Angel himself is no stranger to the international lifestyle. Born in Panama to a military family, he grew up across three continents before deciding to join the U.S. military at 21. Angel always had a mind for moving up—through his 9 years in the Air Force he went from working in public affairs to flying on EC-130 airplanes as an airborne maintenance technician. After the military, Angel attended Illinois State University, where he earned his Bachelor’s degree in Renewable Energy.
“That’s where the future lies,” says Angel. “Nothing in this world moves without energy.”
It’s fitting, then, that his Capstone Thesis Project should involve movement—both the minute physical movements of a building in response to its environment, and the transmission of data that measures this and other aspects of a building’s structural health.
The structural health of a building is determined by a network of sensors, including accelerometers, weather stations, and even GPS devices, all of which measure the effects of seismic and wind events as well as other environmental factors.

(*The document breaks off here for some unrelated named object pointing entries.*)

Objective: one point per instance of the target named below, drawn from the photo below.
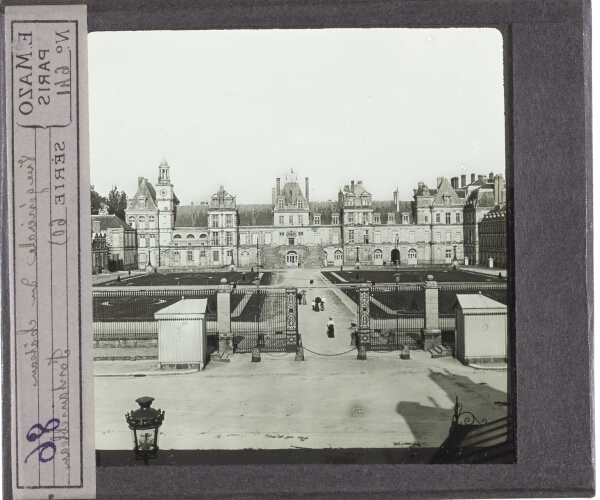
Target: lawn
(408, 276)
(190, 279)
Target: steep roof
(191, 216)
(484, 197)
(146, 190)
(291, 192)
(111, 222)
(325, 208)
(387, 207)
(255, 215)
(446, 189)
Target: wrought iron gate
(391, 317)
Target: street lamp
(144, 424)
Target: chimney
(306, 180)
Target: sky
(238, 108)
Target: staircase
(442, 351)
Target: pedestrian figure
(330, 327)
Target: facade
(492, 237)
(121, 241)
(293, 231)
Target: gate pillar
(224, 319)
(364, 318)
(431, 334)
(291, 318)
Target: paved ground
(325, 401)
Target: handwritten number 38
(36, 432)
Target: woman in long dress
(330, 327)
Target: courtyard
(331, 400)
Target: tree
(117, 203)
(97, 201)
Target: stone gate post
(431, 334)
(291, 318)
(224, 318)
(364, 321)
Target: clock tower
(165, 201)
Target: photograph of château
(317, 270)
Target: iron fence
(259, 320)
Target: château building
(293, 231)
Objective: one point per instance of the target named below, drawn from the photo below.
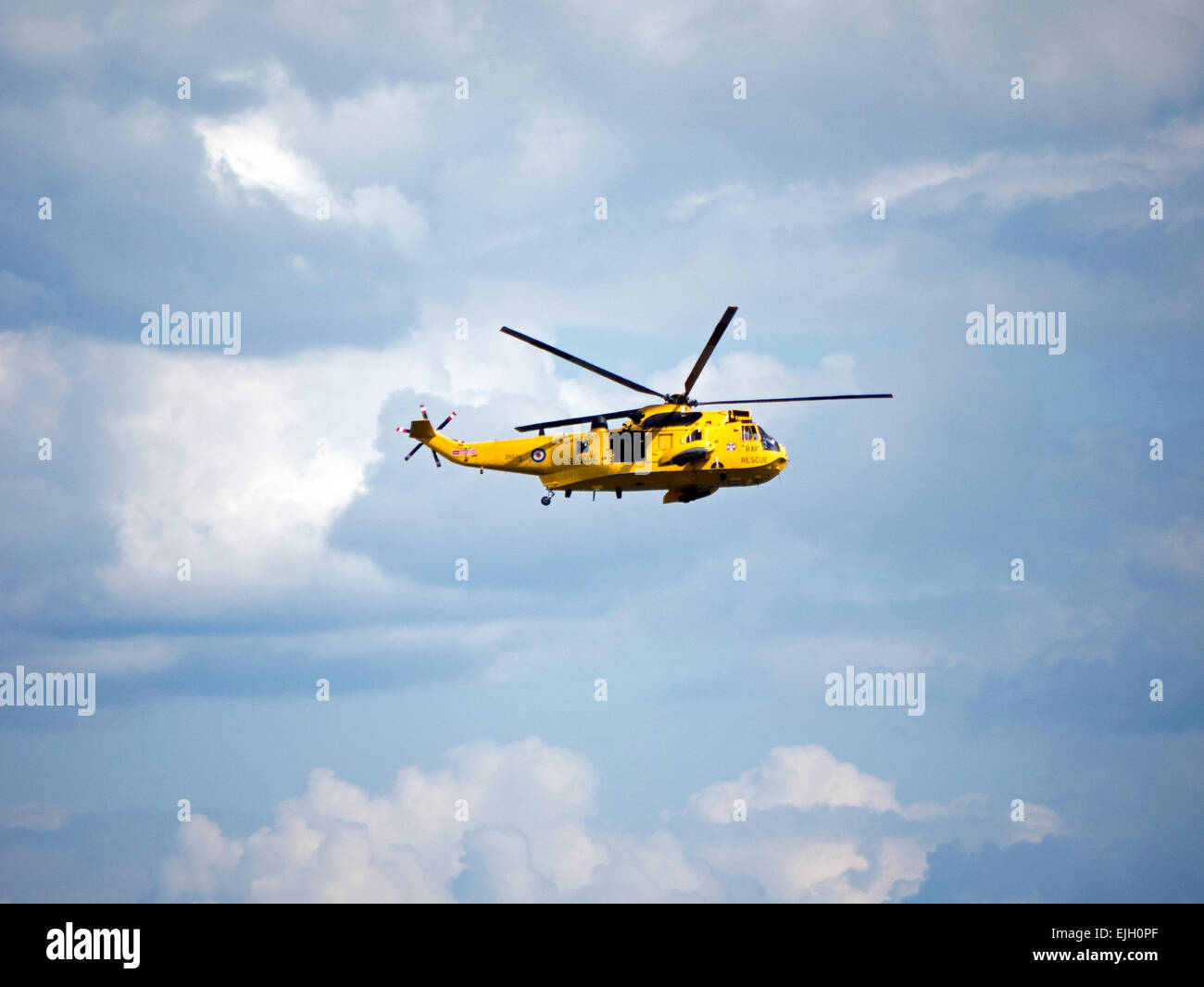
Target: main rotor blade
(629, 413)
(584, 364)
(779, 400)
(709, 349)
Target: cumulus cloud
(518, 823)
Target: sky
(296, 699)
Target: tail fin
(420, 429)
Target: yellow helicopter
(669, 445)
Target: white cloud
(803, 778)
(531, 835)
(253, 151)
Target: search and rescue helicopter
(666, 445)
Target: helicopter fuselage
(671, 446)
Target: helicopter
(669, 445)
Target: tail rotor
(438, 428)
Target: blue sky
(316, 553)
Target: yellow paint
(576, 461)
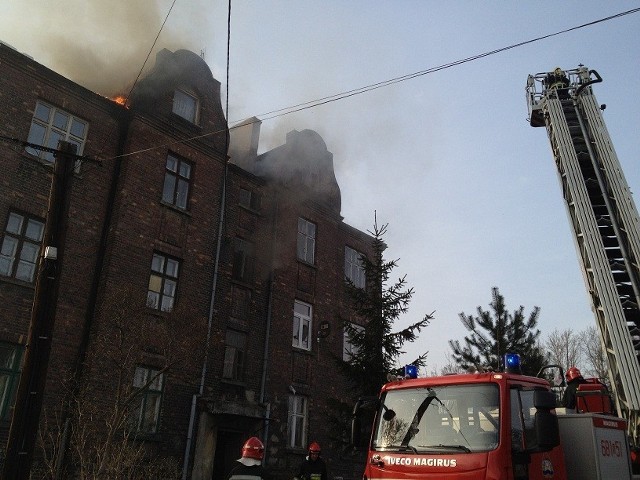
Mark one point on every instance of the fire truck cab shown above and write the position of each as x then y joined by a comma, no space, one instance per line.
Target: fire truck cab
499,426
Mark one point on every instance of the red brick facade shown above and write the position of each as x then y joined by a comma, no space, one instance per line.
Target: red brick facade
228,364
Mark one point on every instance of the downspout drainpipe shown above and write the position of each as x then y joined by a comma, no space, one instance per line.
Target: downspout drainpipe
124,121
216,268
267,335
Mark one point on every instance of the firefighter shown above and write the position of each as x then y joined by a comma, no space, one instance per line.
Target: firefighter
574,378
313,467
250,464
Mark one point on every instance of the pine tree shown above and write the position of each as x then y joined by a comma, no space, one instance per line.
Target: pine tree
496,332
376,347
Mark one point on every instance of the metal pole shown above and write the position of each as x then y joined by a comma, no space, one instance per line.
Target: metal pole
26,414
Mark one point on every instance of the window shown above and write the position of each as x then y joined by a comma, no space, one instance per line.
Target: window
297,422
302,325
177,178
249,199
353,268
10,356
162,282
20,247
50,125
240,301
234,355
306,240
349,349
146,415
185,105
243,260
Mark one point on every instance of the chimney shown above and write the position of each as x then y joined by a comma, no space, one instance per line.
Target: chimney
243,146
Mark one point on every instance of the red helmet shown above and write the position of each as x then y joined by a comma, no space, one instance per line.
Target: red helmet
572,374
253,448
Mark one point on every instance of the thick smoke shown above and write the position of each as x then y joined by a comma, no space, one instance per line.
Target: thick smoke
103,44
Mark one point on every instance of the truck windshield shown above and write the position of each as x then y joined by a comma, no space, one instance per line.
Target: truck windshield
460,418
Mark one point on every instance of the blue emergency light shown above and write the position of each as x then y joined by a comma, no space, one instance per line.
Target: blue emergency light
410,371
512,363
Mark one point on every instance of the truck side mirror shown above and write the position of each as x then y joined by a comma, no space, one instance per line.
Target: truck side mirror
547,431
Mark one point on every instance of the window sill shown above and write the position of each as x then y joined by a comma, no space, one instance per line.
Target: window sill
19,283
171,206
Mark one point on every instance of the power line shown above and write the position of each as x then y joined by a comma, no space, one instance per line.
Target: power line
385,83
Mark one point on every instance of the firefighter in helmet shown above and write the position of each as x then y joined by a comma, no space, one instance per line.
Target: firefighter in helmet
574,378
249,466
313,467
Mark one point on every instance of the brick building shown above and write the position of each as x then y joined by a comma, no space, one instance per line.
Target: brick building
202,297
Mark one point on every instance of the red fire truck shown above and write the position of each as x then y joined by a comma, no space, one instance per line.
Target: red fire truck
490,425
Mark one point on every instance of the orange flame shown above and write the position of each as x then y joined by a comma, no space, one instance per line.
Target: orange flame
120,99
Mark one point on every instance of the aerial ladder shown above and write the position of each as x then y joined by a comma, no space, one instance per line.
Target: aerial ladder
603,217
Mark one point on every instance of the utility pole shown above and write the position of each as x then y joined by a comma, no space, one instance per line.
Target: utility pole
26,414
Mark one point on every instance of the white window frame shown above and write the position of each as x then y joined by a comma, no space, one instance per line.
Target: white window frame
353,268
302,325
306,240
49,125
348,348
146,416
163,282
297,421
20,246
186,105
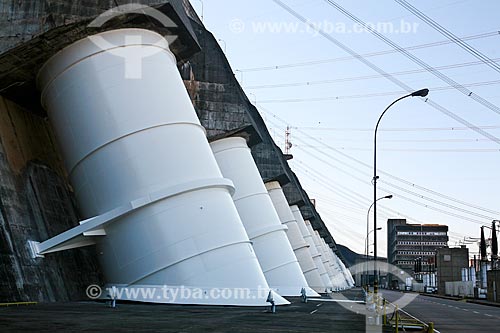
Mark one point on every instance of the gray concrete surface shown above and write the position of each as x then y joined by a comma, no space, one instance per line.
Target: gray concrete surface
451,315
97,317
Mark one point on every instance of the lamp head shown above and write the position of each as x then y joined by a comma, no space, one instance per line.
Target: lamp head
420,93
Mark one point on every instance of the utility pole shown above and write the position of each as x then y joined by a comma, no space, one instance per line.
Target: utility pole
288,143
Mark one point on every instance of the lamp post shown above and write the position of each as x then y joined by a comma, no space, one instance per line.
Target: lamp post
368,225
421,93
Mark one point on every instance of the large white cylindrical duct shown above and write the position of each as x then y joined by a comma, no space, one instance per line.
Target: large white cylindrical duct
313,245
324,286
324,256
262,223
299,245
129,135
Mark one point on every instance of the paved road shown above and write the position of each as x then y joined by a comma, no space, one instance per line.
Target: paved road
297,317
451,316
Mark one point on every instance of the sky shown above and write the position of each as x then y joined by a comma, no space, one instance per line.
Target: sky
438,168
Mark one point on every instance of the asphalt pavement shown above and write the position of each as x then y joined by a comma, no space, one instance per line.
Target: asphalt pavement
450,315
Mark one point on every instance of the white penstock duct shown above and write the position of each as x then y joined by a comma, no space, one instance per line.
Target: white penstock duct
144,176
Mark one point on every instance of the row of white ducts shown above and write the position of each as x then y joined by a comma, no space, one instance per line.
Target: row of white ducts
183,215
284,244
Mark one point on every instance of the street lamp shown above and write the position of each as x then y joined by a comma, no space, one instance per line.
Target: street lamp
368,224
419,93
367,246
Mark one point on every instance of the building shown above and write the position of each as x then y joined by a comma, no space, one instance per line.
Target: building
412,247
451,263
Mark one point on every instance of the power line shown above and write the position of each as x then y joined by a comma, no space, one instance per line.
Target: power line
382,172
415,194
382,72
448,34
388,129
358,78
365,55
380,94
417,150
417,60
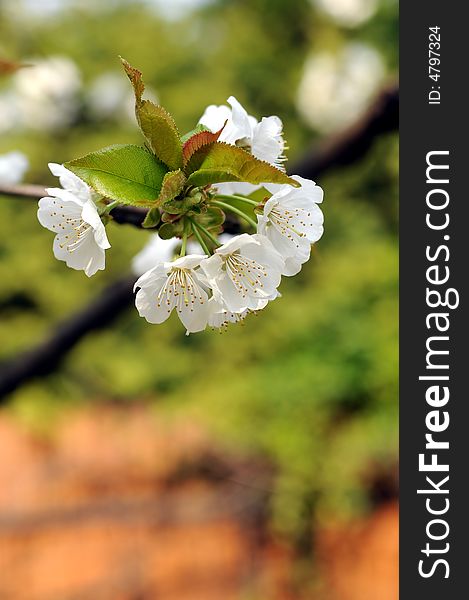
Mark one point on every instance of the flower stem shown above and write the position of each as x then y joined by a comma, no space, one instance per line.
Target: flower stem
236,211
208,235
195,231
110,206
240,198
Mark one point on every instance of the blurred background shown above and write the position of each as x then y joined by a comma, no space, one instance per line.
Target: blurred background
257,464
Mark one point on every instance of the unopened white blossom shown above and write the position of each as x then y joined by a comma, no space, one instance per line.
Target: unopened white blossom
13,166
154,252
174,285
292,221
263,139
244,273
71,213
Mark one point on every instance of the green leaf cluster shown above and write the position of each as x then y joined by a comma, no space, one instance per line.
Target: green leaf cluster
160,175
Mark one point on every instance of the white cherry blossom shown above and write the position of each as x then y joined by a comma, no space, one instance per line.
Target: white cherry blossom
263,139
13,166
219,317
72,215
244,273
292,220
174,285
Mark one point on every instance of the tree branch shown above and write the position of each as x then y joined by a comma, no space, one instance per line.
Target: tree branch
46,356
351,144
340,150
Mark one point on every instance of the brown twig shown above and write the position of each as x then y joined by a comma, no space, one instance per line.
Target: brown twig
339,150
46,356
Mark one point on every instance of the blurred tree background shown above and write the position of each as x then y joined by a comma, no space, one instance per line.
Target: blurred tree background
311,384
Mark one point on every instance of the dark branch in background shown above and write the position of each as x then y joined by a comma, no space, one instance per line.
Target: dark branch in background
353,143
340,150
46,356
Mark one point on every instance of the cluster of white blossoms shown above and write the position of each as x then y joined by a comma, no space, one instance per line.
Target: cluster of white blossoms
219,282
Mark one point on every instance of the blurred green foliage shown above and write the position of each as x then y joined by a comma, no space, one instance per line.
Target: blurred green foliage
310,383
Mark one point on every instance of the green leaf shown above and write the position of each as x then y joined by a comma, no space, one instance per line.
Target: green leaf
172,186
197,129
160,132
197,141
212,218
170,230
219,162
157,125
152,219
122,172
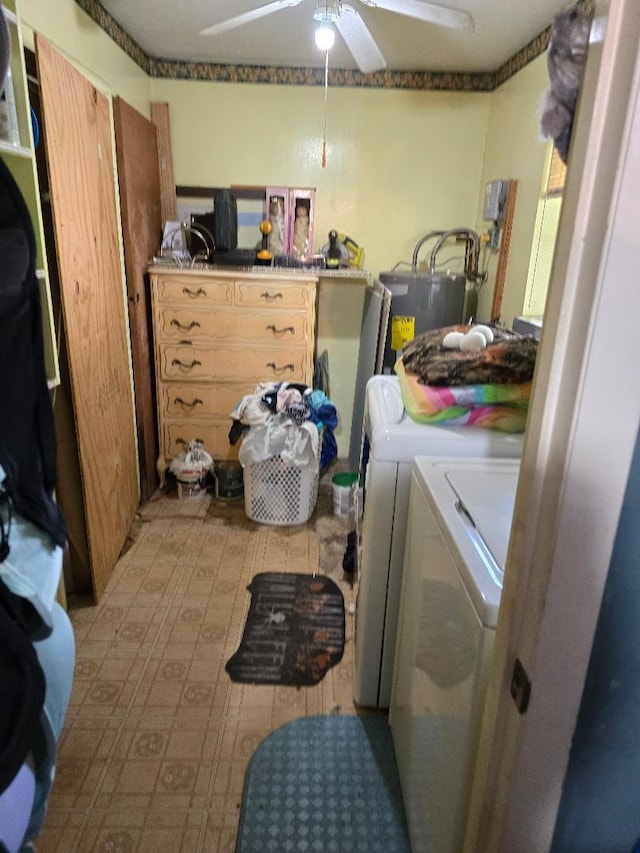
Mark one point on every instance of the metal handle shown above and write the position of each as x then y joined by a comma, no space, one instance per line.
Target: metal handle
192,325
271,327
180,402
177,363
277,369
186,443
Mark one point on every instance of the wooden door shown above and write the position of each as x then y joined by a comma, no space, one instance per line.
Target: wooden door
82,183
139,180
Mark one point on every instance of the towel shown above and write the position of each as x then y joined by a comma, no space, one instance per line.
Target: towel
500,407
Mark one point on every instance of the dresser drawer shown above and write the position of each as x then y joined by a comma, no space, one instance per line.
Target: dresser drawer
214,436
261,294
199,291
194,401
269,364
220,324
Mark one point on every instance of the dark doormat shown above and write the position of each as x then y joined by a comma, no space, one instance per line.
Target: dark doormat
294,631
324,783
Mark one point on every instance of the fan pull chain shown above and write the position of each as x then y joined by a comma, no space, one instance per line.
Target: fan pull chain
324,128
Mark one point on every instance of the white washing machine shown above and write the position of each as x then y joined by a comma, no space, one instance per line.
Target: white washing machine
460,514
391,442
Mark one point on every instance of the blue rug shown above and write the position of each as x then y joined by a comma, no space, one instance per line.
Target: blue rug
324,785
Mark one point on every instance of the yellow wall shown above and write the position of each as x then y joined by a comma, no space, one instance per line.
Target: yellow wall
515,151
82,41
399,163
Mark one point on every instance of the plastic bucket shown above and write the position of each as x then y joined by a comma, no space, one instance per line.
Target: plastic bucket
229,481
191,484
343,492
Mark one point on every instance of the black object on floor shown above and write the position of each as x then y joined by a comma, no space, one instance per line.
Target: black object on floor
349,558
324,783
294,631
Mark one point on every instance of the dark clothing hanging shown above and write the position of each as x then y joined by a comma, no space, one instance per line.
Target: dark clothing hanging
27,432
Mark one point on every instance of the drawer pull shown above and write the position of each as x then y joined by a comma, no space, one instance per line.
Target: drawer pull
177,363
192,325
271,327
186,443
277,369
180,402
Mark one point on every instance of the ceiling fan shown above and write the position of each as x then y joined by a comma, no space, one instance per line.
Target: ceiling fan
351,26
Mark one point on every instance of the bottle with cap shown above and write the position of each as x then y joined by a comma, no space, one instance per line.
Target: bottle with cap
333,254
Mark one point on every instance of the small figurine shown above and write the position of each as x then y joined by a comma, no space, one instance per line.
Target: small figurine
301,232
276,217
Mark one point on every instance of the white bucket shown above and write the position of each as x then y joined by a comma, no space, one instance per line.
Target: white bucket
343,486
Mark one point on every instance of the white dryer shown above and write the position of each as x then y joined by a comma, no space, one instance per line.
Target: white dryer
460,514
392,440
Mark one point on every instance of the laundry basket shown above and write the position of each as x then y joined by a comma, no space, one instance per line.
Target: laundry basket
279,493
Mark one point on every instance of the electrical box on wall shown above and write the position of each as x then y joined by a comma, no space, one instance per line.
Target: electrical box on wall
495,198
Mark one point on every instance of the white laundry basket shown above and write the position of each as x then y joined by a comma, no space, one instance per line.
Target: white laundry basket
279,493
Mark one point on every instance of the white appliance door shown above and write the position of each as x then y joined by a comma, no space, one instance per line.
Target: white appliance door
443,646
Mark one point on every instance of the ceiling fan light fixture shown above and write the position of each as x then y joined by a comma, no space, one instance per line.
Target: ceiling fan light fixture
324,37
327,11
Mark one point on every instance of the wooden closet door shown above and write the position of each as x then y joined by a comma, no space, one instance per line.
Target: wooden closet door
82,184
139,180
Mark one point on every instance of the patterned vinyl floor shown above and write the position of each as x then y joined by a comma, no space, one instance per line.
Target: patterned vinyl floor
157,739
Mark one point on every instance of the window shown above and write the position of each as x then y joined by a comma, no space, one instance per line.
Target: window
544,238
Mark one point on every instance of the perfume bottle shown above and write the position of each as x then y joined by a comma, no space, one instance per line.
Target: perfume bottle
333,254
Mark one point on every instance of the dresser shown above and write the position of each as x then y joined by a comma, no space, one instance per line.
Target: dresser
217,334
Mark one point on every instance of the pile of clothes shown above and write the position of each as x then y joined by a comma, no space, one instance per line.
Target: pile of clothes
285,419
488,387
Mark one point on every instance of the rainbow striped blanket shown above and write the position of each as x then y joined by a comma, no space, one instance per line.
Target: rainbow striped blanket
500,407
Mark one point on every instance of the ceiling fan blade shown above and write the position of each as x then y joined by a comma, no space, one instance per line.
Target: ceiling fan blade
359,40
429,12
247,17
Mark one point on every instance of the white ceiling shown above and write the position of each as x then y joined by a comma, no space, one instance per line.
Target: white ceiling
169,29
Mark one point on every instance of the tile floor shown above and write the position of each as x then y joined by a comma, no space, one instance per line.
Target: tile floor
157,738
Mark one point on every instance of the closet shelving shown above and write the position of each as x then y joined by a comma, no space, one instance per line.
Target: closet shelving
21,160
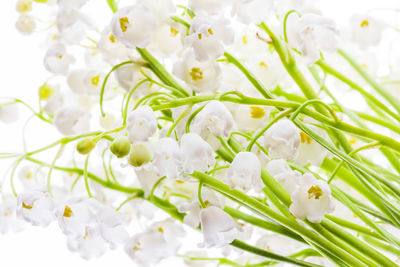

Each sensor records data from a different area of the building, and when this data is processed, the result is a comprehensive, real-time analysis of the different stresses going on in a building at any given moment.
Dr. Kareem’s SmartSync technology solves the issue of data transfer in existing structural health monitoring systems. Other monitors depend either on a wired or wireless data transmission, each posing their own problems. Wireless systems are riddled with line-of-sight issues, owing to the building’s walls getting in the way. Wired systems can be not only expensive, but since the wire itself acts as an antenna, they also introduce noise into the data.
“The difference with SmartSync,” says Angel, “is that it harnesses the power of the building’s existing LAN structure to allow data to go back and forth.” The result is a data transfer that is not only more economical, but far more efficient. Preventative actions can be performed immediately in response to any issues that are detected, and buildings can be monitored either remotely or on-site.
Which means that even here at ESTEEM headquarters at Innovation Park, Angel can monitor data that’s being recorded on a building halfway around the world. An amazing feat, especially considering how that data also has research applications as well.
“A lot of times researchers design models on computers, but no one knows how tall buildings will react when you actually build them. The data we record can be compared with that of computer models to validate what the computers are figuring,” says Angel.
If that’s the case, SmartSync technology will be an absolute necessity should anyone attempt to build a tower higher than the Burj Kalifa. But as for now, how does it feel to be working to commercialize technology that’s currently in place at the highest point mankind has ever constructed?
“It feels like I’m a part of something bigger than myself,” says Angel. “That’s something that I’ve always strived for.”